For Angels the first half was a nightmare. Where the hell was Lucas Bexley? That enigmatic, sharp faced man from Leeds who had bought Corleone Rovers two years before and whose acid comments from the sidelines had fired up the whole team. He had his business interests to be sure - but every Saturday he would shut up his pie stall and take his place by the touchline, shouting out words of wisdom in a language that was unmistakeable, though none of the players actually had a clue what he was saying. But that did not matter. Today, sensing their chance, Wednesday had scored two easy goals while the hapless Rovers defence waited for a blast of abuse from the sidelines to unsettle the assistant referee and force an offside flag. They went in and stared glumly at the half-time pizza and it was all Borgia could do to motivate them to start the second half.

Still that empty seat. Rovers defended grimly but their hearts were not in it. The Wednesday strolled around, keeping possession, taunting their old rivals. Time was running out.

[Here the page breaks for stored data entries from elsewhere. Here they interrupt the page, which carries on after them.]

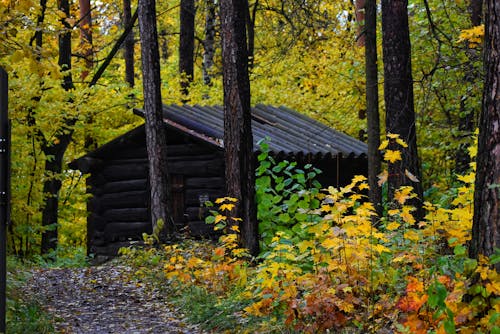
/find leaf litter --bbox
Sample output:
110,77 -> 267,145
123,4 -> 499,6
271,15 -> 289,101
24,261 -> 205,334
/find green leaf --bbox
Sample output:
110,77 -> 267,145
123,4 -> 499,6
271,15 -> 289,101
453,245 -> 466,256
443,319 -> 455,334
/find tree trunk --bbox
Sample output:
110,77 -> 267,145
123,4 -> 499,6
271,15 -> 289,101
40,138 -> 73,254
381,0 -> 424,220
31,0 -> 47,53
179,0 -> 195,97
78,0 -> 93,79
364,0 -> 382,219
244,0 -> 257,70
469,0 -> 483,26
355,0 -> 366,47
220,0 -> 258,256
203,0 -> 216,86
41,0 -> 75,254
455,0 -> 483,174
123,0 -> 135,87
138,0 -> 173,236
470,0 -> 500,271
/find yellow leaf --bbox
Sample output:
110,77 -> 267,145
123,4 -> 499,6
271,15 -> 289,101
230,225 -> 240,232
378,140 -> 389,150
401,206 -> 416,224
394,186 -> 415,205
321,238 -> 338,250
384,149 -> 402,163
388,209 -> 399,216
373,244 -> 391,253
298,240 -> 315,252
358,183 -> 369,190
457,173 -> 475,184
395,138 -> 408,148
386,221 -> 400,230
352,175 -> 367,183
220,203 -> 235,211
387,133 -> 400,139
215,214 -> 226,223
404,229 -> 420,241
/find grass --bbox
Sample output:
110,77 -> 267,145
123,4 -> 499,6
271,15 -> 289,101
6,256 -> 55,334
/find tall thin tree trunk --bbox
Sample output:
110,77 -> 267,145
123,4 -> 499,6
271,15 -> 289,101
455,0 -> 483,173
179,0 -> 195,97
79,0 -> 93,79
203,0 -> 216,85
355,0 -> 366,47
138,0 -> 173,236
381,0 -> 424,220
244,0 -> 257,70
364,0 -> 382,219
220,0 -> 258,256
41,0 -> 75,255
123,0 -> 135,87
470,0 -> 500,271
79,0 -> 96,151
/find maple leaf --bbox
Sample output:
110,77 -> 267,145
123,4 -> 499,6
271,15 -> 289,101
394,186 -> 416,205
397,293 -> 428,312
352,175 -> 367,183
384,149 -> 402,163
406,277 -> 424,293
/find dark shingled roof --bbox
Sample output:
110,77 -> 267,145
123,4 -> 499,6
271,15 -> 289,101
132,104 -> 367,157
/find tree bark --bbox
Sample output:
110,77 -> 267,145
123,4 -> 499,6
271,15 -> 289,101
179,0 -> 196,97
355,0 -> 366,47
244,0 -> 257,70
469,0 -> 483,27
381,0 -> 424,220
30,0 -> 47,52
123,0 -> 135,87
220,0 -> 258,255
455,0 -> 483,174
203,0 -> 216,85
78,0 -> 93,79
138,0 -> 173,236
41,0 -> 75,255
470,0 -> 500,271
364,0 -> 382,219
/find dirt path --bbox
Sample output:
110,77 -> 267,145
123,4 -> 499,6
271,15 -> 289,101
25,263 -> 204,334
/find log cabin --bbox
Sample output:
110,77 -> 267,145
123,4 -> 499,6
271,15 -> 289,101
69,104 -> 368,257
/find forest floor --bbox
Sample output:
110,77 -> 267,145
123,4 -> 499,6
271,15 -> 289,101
23,261 -> 205,334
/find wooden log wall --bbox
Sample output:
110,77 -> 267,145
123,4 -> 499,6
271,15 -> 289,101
87,137 -> 226,256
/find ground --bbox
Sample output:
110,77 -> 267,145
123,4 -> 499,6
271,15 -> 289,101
24,262 -> 204,334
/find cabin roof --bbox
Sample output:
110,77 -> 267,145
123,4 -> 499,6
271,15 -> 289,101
69,104 -> 367,171
136,104 -> 367,157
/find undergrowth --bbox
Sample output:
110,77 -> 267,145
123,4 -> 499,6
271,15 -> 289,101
119,135 -> 499,333
6,257 -> 54,334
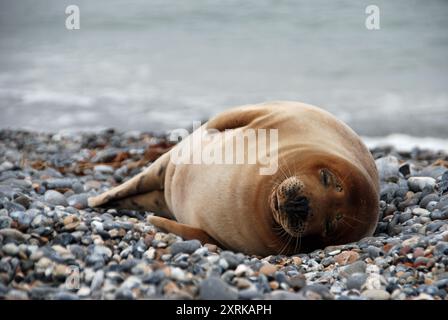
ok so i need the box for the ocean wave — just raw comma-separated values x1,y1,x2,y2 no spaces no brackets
363,134,448,153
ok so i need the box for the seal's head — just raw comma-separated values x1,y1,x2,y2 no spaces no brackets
269,153,379,253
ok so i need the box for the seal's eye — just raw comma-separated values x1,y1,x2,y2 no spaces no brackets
320,169,331,187
335,212,343,220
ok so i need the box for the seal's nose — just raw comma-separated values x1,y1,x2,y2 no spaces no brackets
284,196,310,219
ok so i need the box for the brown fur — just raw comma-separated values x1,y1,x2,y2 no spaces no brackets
88,101,379,256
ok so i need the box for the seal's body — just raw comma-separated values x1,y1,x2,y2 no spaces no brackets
89,101,379,256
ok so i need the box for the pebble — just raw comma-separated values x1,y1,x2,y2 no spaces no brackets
170,240,201,255
408,177,436,192
44,190,67,206
334,251,360,265
2,243,19,256
63,215,80,230
234,278,252,289
0,228,26,243
0,131,447,301
91,221,104,233
361,289,390,300
346,273,368,290
375,156,399,181
234,264,254,277
90,270,105,292
301,284,334,300
0,161,14,172
420,193,440,208
199,277,238,300
5,289,29,300
321,256,335,267
66,194,88,209
77,287,91,298
91,149,119,163
0,216,12,229
94,165,114,175
44,178,75,190
438,172,448,194
238,286,262,299
340,261,367,276
287,275,307,290
218,258,229,270
221,251,244,269
52,292,80,300
259,263,277,276
413,208,430,217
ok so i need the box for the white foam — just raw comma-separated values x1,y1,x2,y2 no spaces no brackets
21,90,94,107
362,134,448,153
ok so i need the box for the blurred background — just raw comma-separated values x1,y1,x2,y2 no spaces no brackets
0,0,447,144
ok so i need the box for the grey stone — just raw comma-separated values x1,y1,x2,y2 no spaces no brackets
90,270,105,292
434,242,448,256
0,161,14,172
0,228,26,242
44,190,67,206
366,246,382,259
199,277,238,300
51,292,80,300
340,261,367,276
92,245,113,259
438,171,448,194
420,193,439,209
13,195,31,209
91,149,119,163
221,251,245,269
0,216,12,229
268,291,305,300
321,256,335,267
94,165,114,175
301,284,334,300
5,289,28,300
2,243,19,256
3,201,26,213
238,286,262,299
426,221,445,233
287,275,307,289
114,287,134,300
380,183,399,201
376,156,399,181
170,240,202,255
408,177,436,192
67,194,88,209
361,289,390,300
346,273,368,290
44,178,74,190
399,211,413,223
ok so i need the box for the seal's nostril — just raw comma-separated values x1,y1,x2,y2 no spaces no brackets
282,184,300,197
284,196,309,219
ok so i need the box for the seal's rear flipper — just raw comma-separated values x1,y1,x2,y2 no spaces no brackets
88,152,170,209
148,216,221,246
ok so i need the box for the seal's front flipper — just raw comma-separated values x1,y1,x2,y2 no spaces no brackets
88,152,170,209
148,216,221,246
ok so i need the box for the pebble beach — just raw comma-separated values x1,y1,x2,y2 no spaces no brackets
0,129,447,300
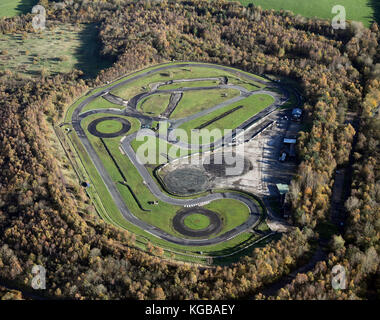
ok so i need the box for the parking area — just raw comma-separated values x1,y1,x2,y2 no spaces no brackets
243,110,300,197
158,108,301,198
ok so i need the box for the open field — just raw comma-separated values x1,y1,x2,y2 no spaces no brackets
170,88,240,119
235,0,375,27
131,135,194,164
177,93,275,141
0,23,113,78
0,0,37,18
137,93,171,115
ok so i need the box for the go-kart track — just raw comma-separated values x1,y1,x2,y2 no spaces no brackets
70,63,289,246
173,207,223,238
88,116,131,138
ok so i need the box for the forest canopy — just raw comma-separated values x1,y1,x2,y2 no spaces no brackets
0,0,378,300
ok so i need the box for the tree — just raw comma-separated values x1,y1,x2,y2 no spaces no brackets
330,235,345,252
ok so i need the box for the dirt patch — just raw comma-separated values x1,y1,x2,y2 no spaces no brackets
161,92,183,118
162,167,210,195
203,152,252,177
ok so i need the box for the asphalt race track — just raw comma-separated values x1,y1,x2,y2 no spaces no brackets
70,63,289,246
172,207,223,238
87,116,131,138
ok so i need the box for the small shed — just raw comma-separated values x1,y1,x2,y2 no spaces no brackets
283,138,297,157
283,138,297,144
276,183,289,196
276,183,289,204
276,183,290,217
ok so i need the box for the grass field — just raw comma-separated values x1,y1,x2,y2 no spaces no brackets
228,76,266,90
235,0,375,27
80,114,183,234
131,135,193,165
138,93,171,115
62,61,268,122
0,0,37,18
177,93,275,142
0,23,113,78
204,199,250,234
64,121,269,262
96,120,123,133
82,112,141,136
170,88,240,119
64,121,270,263
82,97,123,113
158,78,265,91
184,214,211,230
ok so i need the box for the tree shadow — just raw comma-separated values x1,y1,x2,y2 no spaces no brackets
73,23,115,79
15,0,38,16
367,0,380,26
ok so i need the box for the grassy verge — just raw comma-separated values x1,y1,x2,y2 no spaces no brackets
159,80,220,90
82,97,124,113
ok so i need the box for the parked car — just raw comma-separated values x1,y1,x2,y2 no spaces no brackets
291,108,302,122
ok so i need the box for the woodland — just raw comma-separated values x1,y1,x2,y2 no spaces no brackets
0,0,378,299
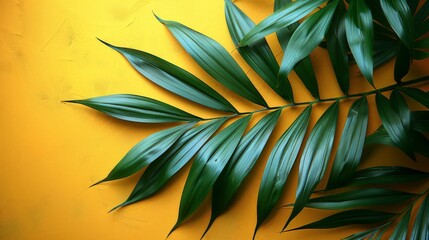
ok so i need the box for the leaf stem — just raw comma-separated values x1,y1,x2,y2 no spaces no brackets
202,75,429,121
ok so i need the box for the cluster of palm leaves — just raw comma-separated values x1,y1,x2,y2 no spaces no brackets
68,0,429,239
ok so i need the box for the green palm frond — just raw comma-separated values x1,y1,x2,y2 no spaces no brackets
67,0,429,239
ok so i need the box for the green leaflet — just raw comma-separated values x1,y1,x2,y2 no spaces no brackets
400,87,429,108
239,0,327,46
204,110,281,237
278,0,338,83
406,0,418,14
390,89,411,131
285,101,339,230
93,122,194,185
345,0,374,86
394,44,412,82
343,226,386,240
380,0,414,51
98,40,237,113
255,105,311,236
305,188,416,210
66,94,201,123
389,208,411,240
326,0,349,94
156,16,268,107
365,126,395,147
376,92,415,160
410,193,429,240
224,0,293,102
291,209,396,230
327,97,368,189
112,118,226,211
348,166,429,186
274,0,319,100
412,111,429,132
170,115,251,234
415,1,429,26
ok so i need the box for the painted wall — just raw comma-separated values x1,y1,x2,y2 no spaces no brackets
1,0,428,239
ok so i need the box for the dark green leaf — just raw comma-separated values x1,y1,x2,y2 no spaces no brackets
274,0,319,99
373,39,400,68
375,92,415,160
415,1,429,25
343,227,383,240
224,0,293,102
412,111,429,132
400,87,429,109
406,0,418,14
410,193,429,240
113,118,226,210
66,94,201,123
205,110,281,237
93,122,194,185
305,188,416,210
327,97,368,189
365,126,395,147
394,44,412,82
349,166,429,186
326,1,349,94
345,0,374,86
380,0,414,50
415,19,429,38
291,210,396,230
285,101,339,229
278,0,338,83
156,16,268,107
255,106,312,234
98,40,237,113
170,116,251,233
390,89,411,131
389,207,411,240
239,0,328,46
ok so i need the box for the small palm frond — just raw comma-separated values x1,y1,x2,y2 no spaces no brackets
67,0,429,239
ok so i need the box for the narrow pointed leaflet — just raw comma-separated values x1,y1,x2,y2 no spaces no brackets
255,106,312,236
156,16,268,107
410,193,429,240
239,0,327,46
327,97,368,189
112,118,226,211
224,0,293,102
274,0,319,99
284,101,339,230
98,39,237,113
169,116,251,235
203,110,281,238
345,0,374,86
93,122,195,185
389,208,411,240
278,0,338,83
66,94,201,123
348,166,429,186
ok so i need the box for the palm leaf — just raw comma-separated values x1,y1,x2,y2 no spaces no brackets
156,16,268,107
389,208,411,240
410,193,429,240
285,101,339,229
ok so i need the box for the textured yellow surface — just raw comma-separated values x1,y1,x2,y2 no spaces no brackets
1,0,429,240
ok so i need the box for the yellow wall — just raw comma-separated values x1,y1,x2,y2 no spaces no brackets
1,0,428,239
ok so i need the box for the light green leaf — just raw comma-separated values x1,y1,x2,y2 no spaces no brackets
305,188,416,210
93,122,195,185
204,110,281,237
291,210,396,230
285,101,339,229
348,166,429,186
239,0,327,46
376,92,415,160
170,116,251,234
410,193,429,240
326,0,349,94
98,40,237,113
224,0,293,102
380,0,414,50
327,97,368,189
389,207,411,240
66,94,201,123
278,0,338,83
112,118,226,210
345,0,374,86
255,106,312,235
156,16,268,107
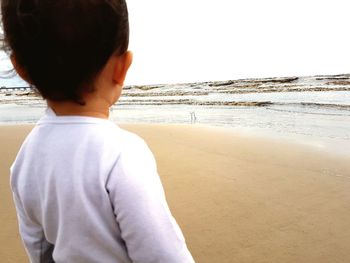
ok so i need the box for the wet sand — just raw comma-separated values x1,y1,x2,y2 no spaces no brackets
1,124,350,263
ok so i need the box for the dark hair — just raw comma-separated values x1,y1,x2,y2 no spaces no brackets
1,0,129,104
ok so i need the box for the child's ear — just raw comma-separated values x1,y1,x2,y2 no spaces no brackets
112,51,133,86
10,55,33,84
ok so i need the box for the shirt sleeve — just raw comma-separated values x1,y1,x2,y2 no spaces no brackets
12,192,55,263
106,138,195,263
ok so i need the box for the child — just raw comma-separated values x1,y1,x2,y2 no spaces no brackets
2,0,195,262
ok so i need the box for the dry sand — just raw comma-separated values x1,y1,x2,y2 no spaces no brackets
1,124,350,263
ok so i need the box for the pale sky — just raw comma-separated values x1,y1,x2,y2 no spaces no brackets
126,0,350,85
1,0,350,86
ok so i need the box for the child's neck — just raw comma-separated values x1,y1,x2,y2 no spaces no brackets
48,98,111,119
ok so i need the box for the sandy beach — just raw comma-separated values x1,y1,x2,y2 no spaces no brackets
1,124,350,263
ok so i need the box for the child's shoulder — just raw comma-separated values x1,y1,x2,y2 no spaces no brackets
90,122,147,148
79,122,152,159
116,127,152,156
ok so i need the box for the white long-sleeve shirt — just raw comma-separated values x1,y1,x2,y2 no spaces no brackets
11,108,195,263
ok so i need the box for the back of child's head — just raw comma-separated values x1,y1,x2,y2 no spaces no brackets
1,0,129,104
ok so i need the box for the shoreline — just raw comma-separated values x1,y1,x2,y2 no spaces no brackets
1,124,350,262
0,100,349,158
2,121,349,158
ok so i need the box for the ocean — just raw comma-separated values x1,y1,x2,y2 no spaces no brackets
1,74,350,155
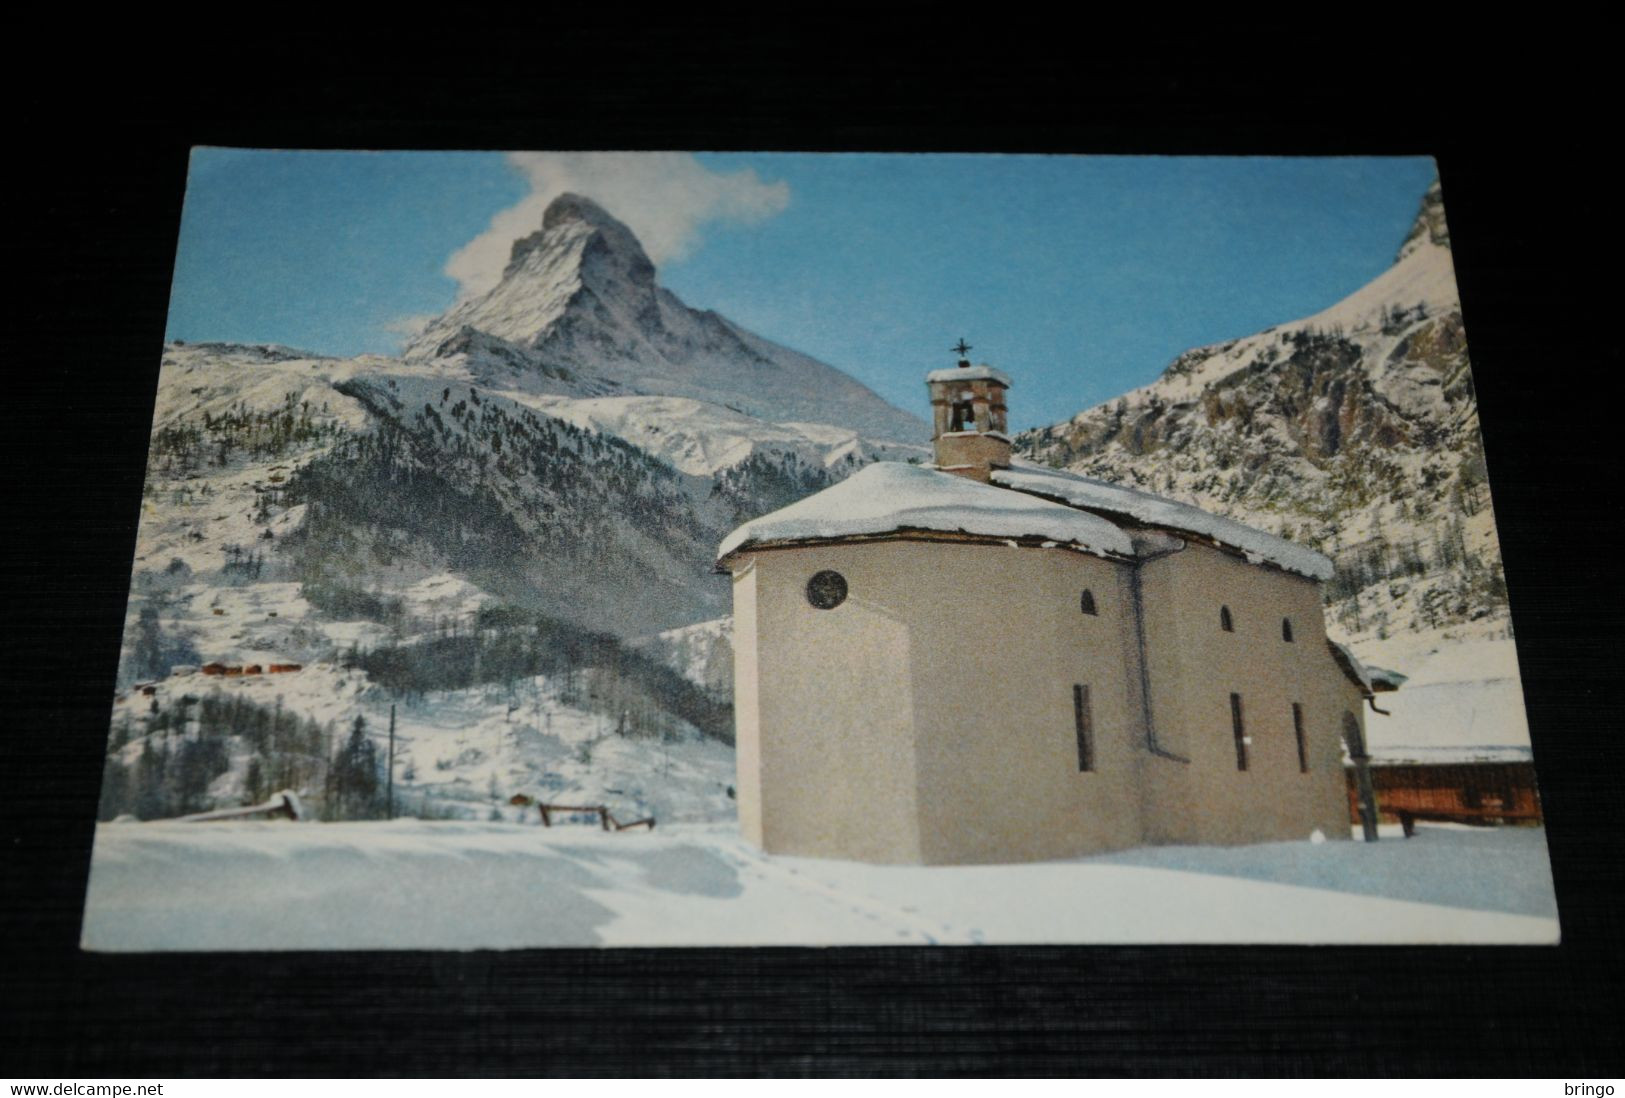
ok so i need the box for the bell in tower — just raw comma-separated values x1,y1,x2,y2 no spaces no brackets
926,339,1013,482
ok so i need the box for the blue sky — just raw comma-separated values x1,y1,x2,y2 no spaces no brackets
167,150,1438,432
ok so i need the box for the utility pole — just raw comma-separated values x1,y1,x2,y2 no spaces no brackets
387,703,396,821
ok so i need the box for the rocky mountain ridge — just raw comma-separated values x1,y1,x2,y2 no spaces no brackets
1016,181,1508,664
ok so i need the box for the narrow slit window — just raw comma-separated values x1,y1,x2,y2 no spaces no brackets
1073,684,1094,772
1292,702,1309,773
1079,589,1097,616
1230,692,1247,771
1282,617,1294,642
1220,605,1234,632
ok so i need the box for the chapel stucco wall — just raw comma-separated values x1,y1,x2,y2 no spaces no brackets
732,562,764,847
900,542,1146,864
1134,542,1351,845
729,529,1351,865
734,539,1146,865
736,542,925,863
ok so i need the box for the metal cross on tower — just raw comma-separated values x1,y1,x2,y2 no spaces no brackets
951,338,973,359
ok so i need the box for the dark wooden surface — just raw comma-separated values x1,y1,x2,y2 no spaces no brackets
7,24,1620,1077
1356,763,1544,823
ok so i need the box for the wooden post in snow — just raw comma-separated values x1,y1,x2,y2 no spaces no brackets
1344,712,1380,843
387,703,396,821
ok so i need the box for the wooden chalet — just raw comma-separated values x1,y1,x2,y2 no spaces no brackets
1342,640,1542,835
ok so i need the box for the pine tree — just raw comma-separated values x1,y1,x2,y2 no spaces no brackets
330,715,382,820
245,755,267,804
134,739,168,820
174,736,229,815
131,604,166,680
98,757,131,820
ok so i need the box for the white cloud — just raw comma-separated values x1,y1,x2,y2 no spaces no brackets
444,152,791,299
382,312,437,349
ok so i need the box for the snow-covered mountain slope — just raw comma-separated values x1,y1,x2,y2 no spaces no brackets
102,663,735,828
131,335,909,647
280,371,741,636
512,392,927,477
109,190,943,822
632,617,733,698
1018,181,1510,671
1134,182,1463,405
405,192,927,443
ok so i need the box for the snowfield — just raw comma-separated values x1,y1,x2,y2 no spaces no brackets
80,820,1558,950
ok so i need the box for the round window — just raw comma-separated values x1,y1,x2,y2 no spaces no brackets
806,570,848,610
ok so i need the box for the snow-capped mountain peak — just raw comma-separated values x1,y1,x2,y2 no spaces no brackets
494,191,660,335
1395,179,1450,264
508,191,655,283
404,193,925,442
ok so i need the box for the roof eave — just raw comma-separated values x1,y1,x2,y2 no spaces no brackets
991,478,1333,582
1326,639,1377,697
715,527,1137,573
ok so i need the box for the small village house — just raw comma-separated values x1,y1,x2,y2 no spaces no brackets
1350,643,1541,835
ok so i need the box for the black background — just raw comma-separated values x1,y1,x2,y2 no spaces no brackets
7,21,1621,1077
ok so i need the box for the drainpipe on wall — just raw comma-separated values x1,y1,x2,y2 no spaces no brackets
1128,537,1190,764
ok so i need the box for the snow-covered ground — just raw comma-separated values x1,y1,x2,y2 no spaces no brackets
369,674,736,826
81,820,1558,951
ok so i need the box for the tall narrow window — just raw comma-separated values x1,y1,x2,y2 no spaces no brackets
1220,605,1234,632
1230,692,1248,771
1282,617,1294,642
1073,684,1094,772
1292,702,1308,773
1079,589,1097,616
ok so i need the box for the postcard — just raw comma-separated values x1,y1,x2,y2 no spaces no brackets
80,151,1557,949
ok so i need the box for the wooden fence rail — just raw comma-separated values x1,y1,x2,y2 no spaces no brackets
509,794,655,831
176,790,305,823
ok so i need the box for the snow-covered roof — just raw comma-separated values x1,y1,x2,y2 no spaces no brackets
925,363,1013,387
716,462,1135,562
1328,639,1374,695
992,463,1334,581
1367,665,1408,692
1359,640,1533,765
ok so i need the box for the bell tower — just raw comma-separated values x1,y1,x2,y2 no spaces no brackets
927,339,1012,482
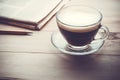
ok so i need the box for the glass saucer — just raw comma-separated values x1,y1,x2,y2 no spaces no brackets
51,32,105,55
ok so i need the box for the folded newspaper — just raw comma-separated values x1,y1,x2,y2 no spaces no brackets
0,0,68,30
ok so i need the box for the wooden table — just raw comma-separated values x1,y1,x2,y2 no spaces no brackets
0,0,120,80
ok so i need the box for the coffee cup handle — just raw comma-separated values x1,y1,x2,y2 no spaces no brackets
94,25,109,40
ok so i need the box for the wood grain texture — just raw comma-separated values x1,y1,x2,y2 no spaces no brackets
0,52,120,80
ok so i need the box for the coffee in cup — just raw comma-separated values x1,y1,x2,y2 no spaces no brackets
57,6,102,46
53,4,109,53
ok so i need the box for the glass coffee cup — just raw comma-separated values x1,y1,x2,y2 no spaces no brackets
51,4,109,55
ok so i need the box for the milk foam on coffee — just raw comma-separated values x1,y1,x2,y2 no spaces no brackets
57,6,102,32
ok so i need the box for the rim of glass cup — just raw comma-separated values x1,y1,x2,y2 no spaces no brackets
56,4,103,27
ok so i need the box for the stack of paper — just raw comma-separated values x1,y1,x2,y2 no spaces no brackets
0,0,68,30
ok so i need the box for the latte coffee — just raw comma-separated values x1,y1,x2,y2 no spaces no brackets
56,5,102,46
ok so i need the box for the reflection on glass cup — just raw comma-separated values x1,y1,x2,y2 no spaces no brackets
56,4,109,51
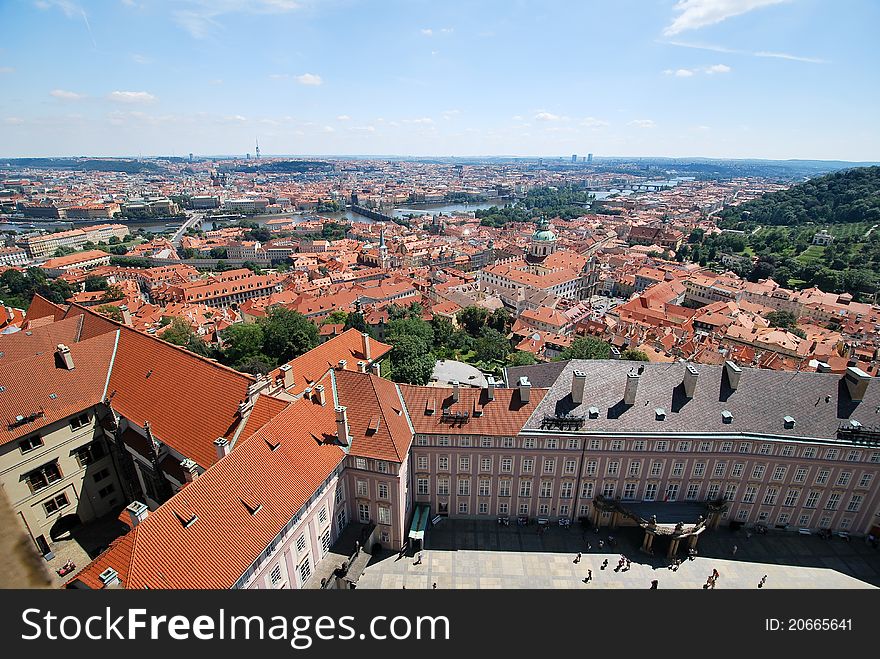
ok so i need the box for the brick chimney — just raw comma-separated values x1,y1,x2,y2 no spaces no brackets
844,366,871,402
55,344,74,370
724,360,742,391
370,362,381,377
816,362,832,373
126,501,149,527
314,384,327,406
357,361,367,373
119,304,132,326
518,376,531,403
338,359,347,371
571,369,587,405
335,406,350,446
214,437,231,459
279,363,294,389
180,458,198,483
452,380,460,403
362,332,372,360
623,369,640,405
682,364,699,398
486,375,496,401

"Put some bloody life into it"
Borgia spun roun, heart pumping. Almost unnoticed, Bexley had taken his seat, hands firmly clasped around his flask of tea, that familiar flat cap jammed over his head. "Eee, that were rubbish, lad, rubbish. Seen better round our morgue"
The Rovers midfield perked up. With newly found speed they challenged for the ball. Borgia thundered forward. A Wednesday defender attempted to hack him down and the referee looked the other way until a bellow of "What the hell was that, ref? Put your bloody glasses on. That's a red card that is in any book and no mistake" made him hastily blow up, award a penalty and send off the trembling back. The goalkeeper, jiggling on his line as he tried to guess which way the kick would go, heard "Get that jessie off the pitch" at full volume, turned to give the heckler the finger and watched in horror as Borgia slid the ball into the net.

The Rovers were back in it and four goals later and the match won in style they trotted triumphantly to clap at their cheering fans amidst whose delighted ranks sat one stony faced figure.
"Call that football cause I bloody don't. Our nan could have done better even after she had her second hip done."
Nobody knew what he meant except his trusted consigliere Angels and he did not enlighten them. The boss was back.